Selbst wenn die Füllung nach allen Regeln der Kunst gelegt werde, sei der Zahn in Zukunft anfälliger, so Riedel: „Durch den ständigen Kaudruck können mit der Zeit Füllungsanteile und Teile der Zahnwand rausbrechen, dann entstehen Spalten, durch die die Bakterien vordringen und neue Karies verursachen können.“ Fünf Füllungen vertrage ein Zahn nacheinander, dann sei die Krone fällig, so laute eine Daumenregel für Zahnärzte. Ich wähne mich nahe an der Antwort auf eine Frage, die mich immer wieder gequält hat: Wer hatte recht unter den zwölf bis fünfzehn Zahnärzten, deren Dienste ich als Erwachsener in Anspruch genommen habe? Ich rolle meinen Fall auf, was nicht einfach ist: Häufig habe ich die Stadt gewechselt, war drei Jahre im Ausland, war bei vielen Zahnärzten nur einmal gewesen und dann nie wieder.

Ich schaffe es, die Befunde und Behandlungspläne von acht Vertretern der Zunft einzuholen. Mit Dr. Riedel sichte ich alles, und er stellt fest: An acht Zähnen wollten verschiedene Zahnärzte Eingriffe vornehmen, die er aus heutiger Sicht für nicht gerechtfertigt hält. Der beste Zeuge für seine These sei mein „Einssiebener“, der zweithinterste Backenzahn rechts oben: Vor 20 Jahren betrachtete ihn mein Bundeswehrzahnarzt als kariös und behandlungsbedürftig. Bis heute hat er keine Füllung und – vertraut man Dr. Riedel – keinerlei Spuren einer beginnenden Karies. Vielmehr handele es sich bei dem Defekt um eine vermutlich schon im Kindesalter entstandene Verfärbung einer sogenannten Fissur, also einer natürlichen Einfurchung des Zahnes.

Bei Kindern entwickle sich Studien zufolge aus solchen „Fissur-Verfärbungen“ in der Hälfte der Fälle Karies.

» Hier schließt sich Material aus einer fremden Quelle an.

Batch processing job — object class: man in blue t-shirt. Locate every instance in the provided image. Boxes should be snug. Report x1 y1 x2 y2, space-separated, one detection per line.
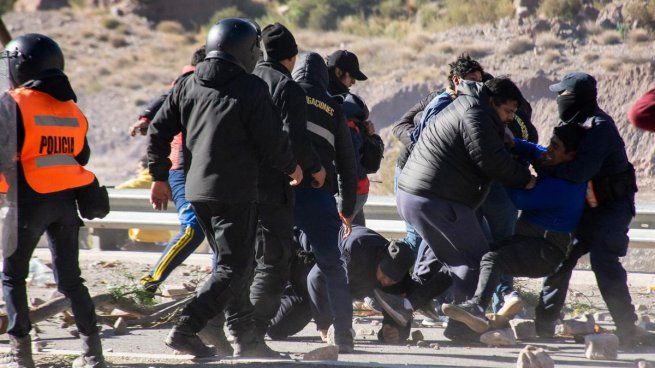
442 124 587 333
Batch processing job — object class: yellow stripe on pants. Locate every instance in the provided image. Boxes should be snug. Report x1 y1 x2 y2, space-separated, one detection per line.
152 225 194 282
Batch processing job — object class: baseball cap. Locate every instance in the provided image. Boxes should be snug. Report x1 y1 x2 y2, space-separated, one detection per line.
548 72 597 95
327 50 368 80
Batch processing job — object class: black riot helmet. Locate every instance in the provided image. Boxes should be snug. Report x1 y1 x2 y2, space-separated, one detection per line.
2 33 64 87
205 18 262 73
337 93 369 123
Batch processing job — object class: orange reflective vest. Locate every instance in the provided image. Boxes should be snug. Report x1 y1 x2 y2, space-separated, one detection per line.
9 88 95 193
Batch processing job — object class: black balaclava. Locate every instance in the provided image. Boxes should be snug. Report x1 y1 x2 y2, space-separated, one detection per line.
557 93 598 124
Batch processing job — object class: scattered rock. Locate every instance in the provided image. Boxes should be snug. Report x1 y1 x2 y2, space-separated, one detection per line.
412 330 424 343
509 319 537 340
114 317 127 336
30 298 45 308
516 345 555 368
162 285 189 300
32 340 48 353
584 334 619 360
66 327 80 338
594 312 612 322
416 340 430 348
302 345 339 360
480 328 516 346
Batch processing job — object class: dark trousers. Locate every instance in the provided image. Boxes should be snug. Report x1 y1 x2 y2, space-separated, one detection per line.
178 202 257 343
250 203 293 336
141 170 205 287
396 189 489 302
536 197 637 332
2 200 97 337
407 242 453 310
267 294 312 340
473 221 572 309
294 188 353 339
479 181 518 312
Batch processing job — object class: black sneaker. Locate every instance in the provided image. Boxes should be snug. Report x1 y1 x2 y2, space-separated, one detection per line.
373 289 414 326
441 302 489 333
164 325 215 358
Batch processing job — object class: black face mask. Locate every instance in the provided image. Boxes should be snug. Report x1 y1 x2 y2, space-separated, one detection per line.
557 94 596 123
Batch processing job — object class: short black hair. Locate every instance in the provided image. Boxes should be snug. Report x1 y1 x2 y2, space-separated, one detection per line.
553 124 585 152
191 45 207 66
448 54 484 89
484 76 523 105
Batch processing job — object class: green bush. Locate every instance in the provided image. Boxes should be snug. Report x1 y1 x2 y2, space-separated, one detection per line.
539 0 582 20
623 0 655 29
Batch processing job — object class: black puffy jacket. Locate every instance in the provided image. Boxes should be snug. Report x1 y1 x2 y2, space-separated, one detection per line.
148 59 296 203
293 52 357 216
253 60 321 204
398 81 530 208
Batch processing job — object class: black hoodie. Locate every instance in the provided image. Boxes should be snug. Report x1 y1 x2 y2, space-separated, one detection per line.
292 52 357 216
148 59 296 203
0 73 91 204
253 60 321 204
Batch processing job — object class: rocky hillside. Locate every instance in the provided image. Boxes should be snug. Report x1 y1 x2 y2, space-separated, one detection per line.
3 1 655 194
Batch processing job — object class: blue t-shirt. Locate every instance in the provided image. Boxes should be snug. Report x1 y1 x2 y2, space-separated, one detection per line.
411 91 453 143
506 138 587 232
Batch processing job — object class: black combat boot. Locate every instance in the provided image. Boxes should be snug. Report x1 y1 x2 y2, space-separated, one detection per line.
0 335 34 368
73 332 107 368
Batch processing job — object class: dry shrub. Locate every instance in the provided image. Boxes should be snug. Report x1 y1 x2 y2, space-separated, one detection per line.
544 50 562 64
155 20 184 34
539 0 582 20
100 18 121 29
599 58 621 72
404 32 432 52
109 36 129 48
434 42 455 54
623 0 655 29
537 33 564 50
597 31 622 45
584 21 603 36
505 37 534 55
628 29 650 45
582 52 600 64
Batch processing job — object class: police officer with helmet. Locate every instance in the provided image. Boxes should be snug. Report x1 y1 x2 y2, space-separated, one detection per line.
148 18 302 357
0 33 106 368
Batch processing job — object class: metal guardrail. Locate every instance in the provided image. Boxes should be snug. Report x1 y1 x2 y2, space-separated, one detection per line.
85 189 655 248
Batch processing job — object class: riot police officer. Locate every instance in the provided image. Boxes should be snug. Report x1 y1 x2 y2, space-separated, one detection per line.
148 18 302 357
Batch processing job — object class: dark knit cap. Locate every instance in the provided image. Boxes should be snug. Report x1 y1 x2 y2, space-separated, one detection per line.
262 23 298 61
380 240 416 281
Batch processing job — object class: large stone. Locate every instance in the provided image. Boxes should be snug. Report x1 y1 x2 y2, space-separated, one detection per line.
585 334 619 360
594 312 612 322
302 345 339 360
516 345 555 368
562 314 596 336
114 317 127 336
509 319 537 340
480 328 516 346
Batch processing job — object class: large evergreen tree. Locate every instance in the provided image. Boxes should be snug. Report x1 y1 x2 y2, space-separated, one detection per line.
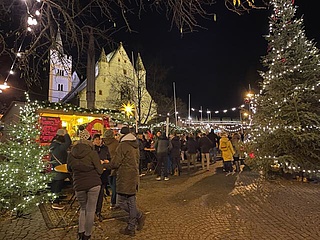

In der anderen Hälfte remineralisiere der Defekt, die Verfärbung bleibe dennoch ein Leben lang bestehen. Den „Einssiebener“ wollten noch fünf weitere Zahnärzte behandeln. „Klassische Fehldiagnose“, sagt Riedel.

Wenn Sie sich nach dem Lesen dieses Artikels auch zum Zahnarzt-Hopping entschließen sollten, gebe ich Ihnen als erfahrener Praxis-Vagabund zwei wertvolle Tipps mit, die ich in meinem jugendlichen Leichtsinn nicht beachtete: Der erste: Aus Misstrauen jahrelang gar nicht zum Zahnarzt zu gehen ist die schlechteste Lösung. Suchen Sie stattdessen so lange, bis Sie den Richtigen finden, denn Zahnarzt-Hopper, das will ich Ihnen nicht vorenthalten, haben einer Studie zufolge schlechtere Zähne als Zahnarzt- Treue. Mein zweiter Tipp: Wenn Ihnen Ihr Zahnarzt zutraut, dass Sie einen Schmelzdefekt mit gewissenhafter Zahnpflege selbst besiegen können, dann befolgen Sie seinen Rat und pflegen Sie!

Ich selbst bin am Ziel: Strahlend werde ich auf der nächsten Party verkünden, dass ich endlich den Zahnarzt meines Vertrauens gefunden habe. Dass von zwei Zahnärzten immer derjenige recht hat, der (noch) nicht bohren will. Dass, wenn beide bohren wollen, man nicht zögern sollte, noch einen dritten zu konsultieren. Aber das ist meine ganz persönliche Meinung. Ich gründe sie auf die Einschätzung von drei der Zahnärzte, die mich behandelten. Fünf ihrer Kollegen waren ganz anderer Ansicht. Übertragen auf die deutsche Zahnärzteschaft, hätte ich zwei Drittel der Zunft gegen mich.